I woke Saturday at 4:50am, did a 15 second self check, hit the snooze and turned over and tried to go back to sleep. Glen woke me at about 5:30 and tried to motivate me to get up and start the race. But I was resolute. I was checked out. I could not even feel good sitting up, so I knew running would be self-defeating. I was running a fever and still dizzy, not good things going in to a run. I had to put my health first. And I had no qualms doing so. That is the breaks of the game. I am ok with that. As someone said, there are plenty of races, but you only have one body.

The only thing that is a bummer is that I didn’t get to celebrate and bask in the accomplishment of Vermont 50. Sure, one could argue that I can kick it into celebration mode now, but my momentum is gone.

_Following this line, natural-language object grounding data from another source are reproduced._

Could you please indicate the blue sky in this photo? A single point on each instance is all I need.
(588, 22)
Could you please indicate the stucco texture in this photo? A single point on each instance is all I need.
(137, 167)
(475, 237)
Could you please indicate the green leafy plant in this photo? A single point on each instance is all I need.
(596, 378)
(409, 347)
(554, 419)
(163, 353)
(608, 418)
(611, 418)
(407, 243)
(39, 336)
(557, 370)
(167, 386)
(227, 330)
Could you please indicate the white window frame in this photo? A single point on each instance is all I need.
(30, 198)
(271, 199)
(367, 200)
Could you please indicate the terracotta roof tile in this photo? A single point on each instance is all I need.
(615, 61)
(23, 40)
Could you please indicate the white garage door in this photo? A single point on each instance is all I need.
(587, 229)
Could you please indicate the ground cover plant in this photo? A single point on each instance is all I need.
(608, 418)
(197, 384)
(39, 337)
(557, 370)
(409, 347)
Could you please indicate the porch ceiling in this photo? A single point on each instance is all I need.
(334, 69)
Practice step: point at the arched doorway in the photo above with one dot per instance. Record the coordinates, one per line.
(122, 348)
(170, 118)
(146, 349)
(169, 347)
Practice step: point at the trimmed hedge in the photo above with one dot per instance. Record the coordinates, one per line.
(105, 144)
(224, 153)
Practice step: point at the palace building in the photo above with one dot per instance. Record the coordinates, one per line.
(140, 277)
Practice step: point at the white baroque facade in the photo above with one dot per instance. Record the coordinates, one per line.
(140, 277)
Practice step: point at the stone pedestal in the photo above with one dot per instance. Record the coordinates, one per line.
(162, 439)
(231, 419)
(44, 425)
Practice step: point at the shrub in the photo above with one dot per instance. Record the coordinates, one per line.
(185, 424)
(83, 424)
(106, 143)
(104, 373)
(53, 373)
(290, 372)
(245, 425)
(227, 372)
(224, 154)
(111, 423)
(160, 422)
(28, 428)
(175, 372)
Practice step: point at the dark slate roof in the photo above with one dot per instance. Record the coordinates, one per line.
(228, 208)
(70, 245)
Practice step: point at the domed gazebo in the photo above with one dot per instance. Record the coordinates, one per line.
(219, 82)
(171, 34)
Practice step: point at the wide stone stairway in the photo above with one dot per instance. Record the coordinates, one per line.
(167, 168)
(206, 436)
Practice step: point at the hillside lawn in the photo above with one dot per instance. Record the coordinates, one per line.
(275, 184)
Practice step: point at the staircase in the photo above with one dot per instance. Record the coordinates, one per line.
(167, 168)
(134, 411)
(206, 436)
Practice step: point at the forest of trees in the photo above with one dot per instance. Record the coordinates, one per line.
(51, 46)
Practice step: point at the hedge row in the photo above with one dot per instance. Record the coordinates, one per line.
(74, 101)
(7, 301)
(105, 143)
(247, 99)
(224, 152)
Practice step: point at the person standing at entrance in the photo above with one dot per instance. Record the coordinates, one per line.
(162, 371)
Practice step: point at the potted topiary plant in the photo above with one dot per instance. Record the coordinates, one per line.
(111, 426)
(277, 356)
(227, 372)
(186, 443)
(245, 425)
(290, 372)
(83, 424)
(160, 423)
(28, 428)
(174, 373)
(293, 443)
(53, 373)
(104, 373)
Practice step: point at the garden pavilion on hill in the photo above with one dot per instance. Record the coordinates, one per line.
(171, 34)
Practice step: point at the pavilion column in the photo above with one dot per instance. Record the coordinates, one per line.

I am instead still just focusing on getting healthy and finally getting to go home from NYC. I am as ready to be healthy as I am ready to be home, but that’s another blog completely.

I like ninja stealth strikes

If this trip has taught me anything, it is that I am a big fan on the ninja stealth strikes on a race. That is, I like to show up two days before a race, preferably just before bed two nights before (I arrived Friday night for Vermont on Sunday) a race. It gives me only enough time to get to my accommodation, get to the race site and check in, eat, sleep and be off and running. Too much time spent waiting around for a race makes me a bit batty. I spent a lot of time in Boston before the Boston marathon, in Colorado before TransRockies and in NYC between Vermont and Tussey. It just means I spend a week (more or less) with my life dictated by a race, usually doing little more than pacing around like a caged animal. While I enjoyed NYC, I always had it in the back of my head that I was racing less than a week after a 50 miler. And being away from home waiting for a race means I can’t carry on my home routine, can’t accomplish the things I would want to in a normal week and while vacations are nice, the time before a race is anything but, really. The long wait before a race is hard enough when you are at home and tapering, but away from home, it gives you little else to do than think about your race and I realize that doesn’t work for me. For Vermont, I never had time to really think about the race or neurotically think and rethink every little thing. Instead, I had to trust myself, my planning, my training, and my fitness. I responded well and I see now that will be my modus operandi from now on where possible (in international competition it is less possible since recovery from the trip is necessary, as with altitude acclimatization). I am learning more and more what works and doesn’t work for me in terms of running, racing and heck, living.